You are viewing a plain text version of this content. The canonical link for it is here.
Posted to pylucene-dev@lucene.apache.org by Bill Janssen <ja...@parc.com> on 2009/02/22 23:19:10 UTC

how to instantiate a Set?

I'm probably missing something incredibly obvious here...

I'm trying to call MoreLikethis.setStopWords(Set words).  I've got a
list of stop words in Python, but I can't figure out how to turn that
into a Java Set.  I tried "lucene.HashSet(set(words)",
"lucene.HashSet(lucene.ArrayList(JArray("string")(words)))", and so
forth, without much luck.

Bill

Re: how to instantiate a Set?

Posted by Andi Vajda <va...@apache.org>.
On Feb 23, 2009, at 8:42, Bill Janssen <ja...@parc.com> wrote:

>>>> a = JavaSet(set(['foo', 'bar', 'baz']))
>
> How about letting me initialize JavaSet with a sequence, too?
>
>>>> a = JavaSet(['foo', 'bar', 'baz'])
>>>>
>

Well, sure, but the point of JavaSet is to expose a set you own and  
control to Java. If you want to just create a set for Java the Arrays  
route works just as well and produces a faster set since its values  
are held in Java.

Andi..

> Bill

Re: how to instantiate a Set?

Posted by Bill Janssen <ja...@parc.com>.
  >>> a = JavaSet(set(['foo', 'bar', 'baz']))

How about letting me initialize JavaSet with a sequence, too?

  >>> a = JavaSet(['foo', 'bar', 'baz'])

Bill


Re: how to instantiate a Set?

Posted by Andi Vajda <va...@apache.org>.
On Sun, 22 Feb 2009, Andi Vajda wrote:

>
> On Sun, 22 Feb 2009, Bill Janssen wrote:
>
>> I'm probably missing something incredibly obvious here...
>> 
>> I'm trying to call MoreLikethis.setStopWords(Set words).  I've got a
>> list of stop words in Python, but I can't figure out how to turn that
>> into a Java Set.  I tried "lucene.HashSet(set(words)",
>> "lucene.HashSet(lucene.ArrayList(JArray("string")(words)))", and so
>> forth, without much luck.
>
> PyLucene doesn't wrap the java.util.Arrays class that fills in the Java gap 
> between arrays and collections. That should be considered an oversight of 
> mine. I should add it to the JCC invocation in PyLucene's Makefile. Then you 
> would be able pass your JArray instance to Arrays toList() method to make an 
> ArrayList and finally feed that to a HashSet.
>
> Another alternative is to implement a Python extension of the Java Set 
> interface. Guess what ? that is already part of PyLucene. The PythonSet class 
> is the extension point for implementing a Java Set in Python and that is part 
> of the PyLucene distribution.
>
> I even have such a Python implementation of a Java Set, called JavaSet.py, 
> ready here but it's not currently shipping with PyLucene, another oversight 
> of mine. I should add it to the distribution.
>
> Until then, here it is below. It takes a python set instance as constructor 
> argument and implements the complete Java Set interface. This example also 
> illustrates a Python implementation of the Java Iterator interface.
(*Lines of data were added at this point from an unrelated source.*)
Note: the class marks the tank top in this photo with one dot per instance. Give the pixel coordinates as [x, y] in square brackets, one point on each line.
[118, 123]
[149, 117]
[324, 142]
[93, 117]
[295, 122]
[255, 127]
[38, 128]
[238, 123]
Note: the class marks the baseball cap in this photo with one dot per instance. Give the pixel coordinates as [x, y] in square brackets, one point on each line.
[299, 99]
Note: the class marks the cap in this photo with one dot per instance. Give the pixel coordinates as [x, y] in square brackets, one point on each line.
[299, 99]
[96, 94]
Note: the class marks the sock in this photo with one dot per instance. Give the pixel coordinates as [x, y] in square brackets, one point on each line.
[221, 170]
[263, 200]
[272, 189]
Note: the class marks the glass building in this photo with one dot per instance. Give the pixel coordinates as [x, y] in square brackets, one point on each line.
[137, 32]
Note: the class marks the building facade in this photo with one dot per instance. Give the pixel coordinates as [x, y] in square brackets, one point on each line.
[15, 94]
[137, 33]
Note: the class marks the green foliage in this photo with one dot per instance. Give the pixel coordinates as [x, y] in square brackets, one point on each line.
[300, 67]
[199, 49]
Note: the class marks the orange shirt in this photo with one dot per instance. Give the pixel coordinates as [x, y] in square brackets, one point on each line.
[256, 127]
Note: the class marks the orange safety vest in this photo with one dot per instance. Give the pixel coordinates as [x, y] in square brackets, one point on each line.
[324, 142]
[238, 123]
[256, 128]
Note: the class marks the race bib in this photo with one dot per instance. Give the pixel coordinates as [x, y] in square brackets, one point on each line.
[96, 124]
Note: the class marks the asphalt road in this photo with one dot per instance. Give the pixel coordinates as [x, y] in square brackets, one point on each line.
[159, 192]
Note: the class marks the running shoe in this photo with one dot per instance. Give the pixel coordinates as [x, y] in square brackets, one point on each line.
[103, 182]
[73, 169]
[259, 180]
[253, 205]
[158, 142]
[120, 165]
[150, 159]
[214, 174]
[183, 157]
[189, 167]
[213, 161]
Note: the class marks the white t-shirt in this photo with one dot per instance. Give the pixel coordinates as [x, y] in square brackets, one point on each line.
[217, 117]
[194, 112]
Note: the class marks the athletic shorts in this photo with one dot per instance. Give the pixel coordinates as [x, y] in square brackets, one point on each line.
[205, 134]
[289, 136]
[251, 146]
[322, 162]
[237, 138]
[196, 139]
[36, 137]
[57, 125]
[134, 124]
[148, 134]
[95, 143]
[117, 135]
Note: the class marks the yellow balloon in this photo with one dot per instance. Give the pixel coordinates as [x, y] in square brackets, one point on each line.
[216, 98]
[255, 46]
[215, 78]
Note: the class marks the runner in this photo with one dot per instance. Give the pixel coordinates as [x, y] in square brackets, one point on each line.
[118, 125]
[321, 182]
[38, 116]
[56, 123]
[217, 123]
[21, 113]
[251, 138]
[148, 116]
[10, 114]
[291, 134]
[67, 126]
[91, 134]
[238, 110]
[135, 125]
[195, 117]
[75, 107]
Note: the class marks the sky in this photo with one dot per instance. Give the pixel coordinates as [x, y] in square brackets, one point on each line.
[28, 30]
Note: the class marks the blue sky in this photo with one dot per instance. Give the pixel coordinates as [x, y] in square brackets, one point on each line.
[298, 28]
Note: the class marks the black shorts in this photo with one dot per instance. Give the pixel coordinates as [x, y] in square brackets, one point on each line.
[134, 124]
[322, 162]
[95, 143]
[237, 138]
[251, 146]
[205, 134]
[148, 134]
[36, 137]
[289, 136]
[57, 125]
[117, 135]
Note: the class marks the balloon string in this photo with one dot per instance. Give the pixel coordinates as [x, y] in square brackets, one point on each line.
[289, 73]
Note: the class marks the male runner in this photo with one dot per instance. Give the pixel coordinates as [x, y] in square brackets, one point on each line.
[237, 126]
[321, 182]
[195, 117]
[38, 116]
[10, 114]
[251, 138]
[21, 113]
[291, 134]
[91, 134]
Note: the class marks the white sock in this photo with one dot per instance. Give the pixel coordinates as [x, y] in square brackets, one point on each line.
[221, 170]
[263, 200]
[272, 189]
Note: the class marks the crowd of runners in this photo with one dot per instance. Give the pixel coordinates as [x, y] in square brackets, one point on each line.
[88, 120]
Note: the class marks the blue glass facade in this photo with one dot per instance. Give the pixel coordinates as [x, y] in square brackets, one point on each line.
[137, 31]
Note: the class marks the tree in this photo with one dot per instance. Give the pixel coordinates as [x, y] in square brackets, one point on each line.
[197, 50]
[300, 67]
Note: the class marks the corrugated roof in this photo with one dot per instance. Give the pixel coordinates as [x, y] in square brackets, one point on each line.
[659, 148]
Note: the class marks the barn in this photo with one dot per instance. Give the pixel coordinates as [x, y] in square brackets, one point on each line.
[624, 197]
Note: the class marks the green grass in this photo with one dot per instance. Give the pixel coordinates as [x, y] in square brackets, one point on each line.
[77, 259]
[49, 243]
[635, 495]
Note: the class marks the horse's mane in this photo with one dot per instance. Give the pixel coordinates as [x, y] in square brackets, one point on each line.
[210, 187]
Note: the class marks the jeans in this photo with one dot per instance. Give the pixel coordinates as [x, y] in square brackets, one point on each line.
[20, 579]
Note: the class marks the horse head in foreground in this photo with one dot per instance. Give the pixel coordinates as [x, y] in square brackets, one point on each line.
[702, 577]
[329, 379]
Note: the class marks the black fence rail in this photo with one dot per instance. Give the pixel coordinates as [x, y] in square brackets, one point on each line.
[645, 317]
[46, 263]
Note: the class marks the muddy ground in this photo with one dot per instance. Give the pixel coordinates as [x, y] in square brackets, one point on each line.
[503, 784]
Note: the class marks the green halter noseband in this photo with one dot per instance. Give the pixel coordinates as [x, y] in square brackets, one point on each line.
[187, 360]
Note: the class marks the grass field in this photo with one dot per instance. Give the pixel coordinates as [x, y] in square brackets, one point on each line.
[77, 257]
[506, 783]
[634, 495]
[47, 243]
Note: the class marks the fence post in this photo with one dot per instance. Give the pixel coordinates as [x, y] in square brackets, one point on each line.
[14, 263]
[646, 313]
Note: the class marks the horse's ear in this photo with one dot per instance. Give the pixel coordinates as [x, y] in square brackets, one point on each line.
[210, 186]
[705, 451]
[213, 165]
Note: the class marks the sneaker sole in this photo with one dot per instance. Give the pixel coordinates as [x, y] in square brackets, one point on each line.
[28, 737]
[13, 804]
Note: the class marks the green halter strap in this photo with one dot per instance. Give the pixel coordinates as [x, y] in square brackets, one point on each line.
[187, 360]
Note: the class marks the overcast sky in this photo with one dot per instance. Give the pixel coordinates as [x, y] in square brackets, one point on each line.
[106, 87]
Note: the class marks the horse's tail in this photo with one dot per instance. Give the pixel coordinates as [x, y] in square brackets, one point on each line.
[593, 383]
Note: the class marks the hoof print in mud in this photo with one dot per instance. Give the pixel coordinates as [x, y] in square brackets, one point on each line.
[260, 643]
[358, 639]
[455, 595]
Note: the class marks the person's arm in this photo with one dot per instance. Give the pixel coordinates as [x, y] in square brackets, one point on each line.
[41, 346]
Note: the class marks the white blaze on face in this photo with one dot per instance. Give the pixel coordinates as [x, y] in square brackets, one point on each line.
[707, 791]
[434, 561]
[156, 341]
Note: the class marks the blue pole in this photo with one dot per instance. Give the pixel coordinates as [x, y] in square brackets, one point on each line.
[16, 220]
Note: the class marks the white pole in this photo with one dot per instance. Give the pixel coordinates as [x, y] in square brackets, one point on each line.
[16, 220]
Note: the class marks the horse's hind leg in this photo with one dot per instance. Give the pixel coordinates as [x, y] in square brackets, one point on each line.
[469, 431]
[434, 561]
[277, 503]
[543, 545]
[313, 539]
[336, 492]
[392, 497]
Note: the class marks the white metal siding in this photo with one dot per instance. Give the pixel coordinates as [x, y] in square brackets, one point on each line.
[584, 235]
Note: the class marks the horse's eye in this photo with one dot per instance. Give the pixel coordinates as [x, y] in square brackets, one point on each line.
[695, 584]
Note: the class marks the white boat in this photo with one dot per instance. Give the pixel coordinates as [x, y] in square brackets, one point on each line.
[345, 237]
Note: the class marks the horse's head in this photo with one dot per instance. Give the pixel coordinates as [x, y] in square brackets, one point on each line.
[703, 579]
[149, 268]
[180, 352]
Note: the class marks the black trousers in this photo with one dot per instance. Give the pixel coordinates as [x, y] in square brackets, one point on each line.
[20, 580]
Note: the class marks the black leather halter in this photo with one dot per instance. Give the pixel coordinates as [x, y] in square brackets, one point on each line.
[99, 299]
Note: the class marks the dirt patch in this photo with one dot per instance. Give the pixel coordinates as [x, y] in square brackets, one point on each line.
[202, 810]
I added a collections.py module to the PyLucene distribution.
To use it:
   >>> from lucene.collections import JavaSet
   >>> from lucene import initVM, CLASSPATH
   >>> initVM(CLASSPATH)
   >>> a = JavaSet(set(['foo', 'bar', 'baz']))

I also added some missing proxies for the mapping and sequence protocols so 
that JavaSet can be iterated and used with the 'in' operator from Python.

Andi..

Re: how to instantiate a Set?

Posted by Andi Vajda <va...@apache.org>.
On Sun, 22 Feb 2009, Bill Janssen wrote:

> I'm probably missing something incredibly obvious here...
>
> I'm trying to call MoreLikethis.setStopWords(Set words).  I've got a
> list of stop words in Python, but I can't figure out how to turn that
> into a Java Set.  I tried "lucene.HashSet(set(words)",
> "lucene.HashSet(lucene.ArrayList(JArray("string")(words)))", and so
> forth, without much luck.

PyLucene doesn't wrap the java.util.Arrays class that fills in the Java gap 
between arrays and collections. That should be considered an oversight of 
mine. I should add it to the JCC invocation in PyLucene's Makefile. Then you 
would be able pass your JArray instance to Arrays toList() method to make an 
ArrayList and finally feed that to a HashSet.

Another alternative is to implement a Python extension of the Java Set 
interface. Guess what ? that is already part of PyLucene. The PythonSet 
class is the extension point for implementing a Java Set in Python and that 
is part of the PyLucene distribution.

I even have such a Python implementation of a Java Set, called JavaSet.py, 
ready here but it's not currently shipping with PyLucene, another oversight 
of mine. I should add it to the distribution.

Until then, here it is below. It takes a python set instance as constructor 
argument and implements the complete Java Set interface. This example also 
illustrates a Python implementation of the Java Iterator interface.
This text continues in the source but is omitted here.